Emergency officer: ‘It never crossed my mind to activate the tornado warning sirens’

As many Douglas County residents have noted, the sirens did not sound early Friday morning despite a tornado warning issued by the National Weather Service in Topeka.

Bob Newton, the overnight’s duty officer for Douglas County Emergency Management, said, “it never crossed my mind to activate the tornado warning sirens last night.”

He said Douglas County has a stringent policy that requires a weather service warning to be confirmed, when possible by trained storm spotters or law enforcement. Newton said the county had storm spotters out and they never saw rotation nor thought there was a high likelihood of a tornado touching down.

Newton also said that in Douglas County, sirens are almost never activated purely because of wind.

That’s not the case in all counties.
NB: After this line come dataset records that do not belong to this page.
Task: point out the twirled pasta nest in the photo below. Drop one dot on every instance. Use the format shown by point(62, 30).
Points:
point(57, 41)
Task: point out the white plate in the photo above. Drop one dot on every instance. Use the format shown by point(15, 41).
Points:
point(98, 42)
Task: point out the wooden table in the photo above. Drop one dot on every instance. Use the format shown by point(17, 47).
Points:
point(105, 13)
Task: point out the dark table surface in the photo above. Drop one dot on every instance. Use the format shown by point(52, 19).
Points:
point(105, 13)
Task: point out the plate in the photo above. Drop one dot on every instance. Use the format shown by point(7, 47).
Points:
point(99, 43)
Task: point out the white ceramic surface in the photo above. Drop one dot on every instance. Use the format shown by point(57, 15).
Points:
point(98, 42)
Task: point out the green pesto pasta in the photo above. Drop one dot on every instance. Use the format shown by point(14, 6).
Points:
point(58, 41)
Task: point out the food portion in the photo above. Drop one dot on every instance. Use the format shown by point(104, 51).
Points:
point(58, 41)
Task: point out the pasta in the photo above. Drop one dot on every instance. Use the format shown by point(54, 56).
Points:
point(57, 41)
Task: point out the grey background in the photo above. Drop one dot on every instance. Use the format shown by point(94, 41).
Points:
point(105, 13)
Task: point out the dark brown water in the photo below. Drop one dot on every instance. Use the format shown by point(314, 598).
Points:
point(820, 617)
In Shawnee County, for instance, the sirens were activated at the request of the National Weather Service, emergency management director Dave Sterbenz said.

“We set our sirens off if that happens or if one of our trained spotters sees one,” he said. “Right after they called us, a spotter saw one and they would have gone off anyway.”

Chuck Magaha, emergency management director in Leavenworth County, never set the sirens off in his county, but said he usually would consider it when a storm is capable of producing 80 mph winds or greater. Friday morning’s storm had winds of 70 mph, recorded at the Lawrence airport and 6News Chief Meteorologist Jennifer Schack said they may have been as great as 80 mph in Lawrence.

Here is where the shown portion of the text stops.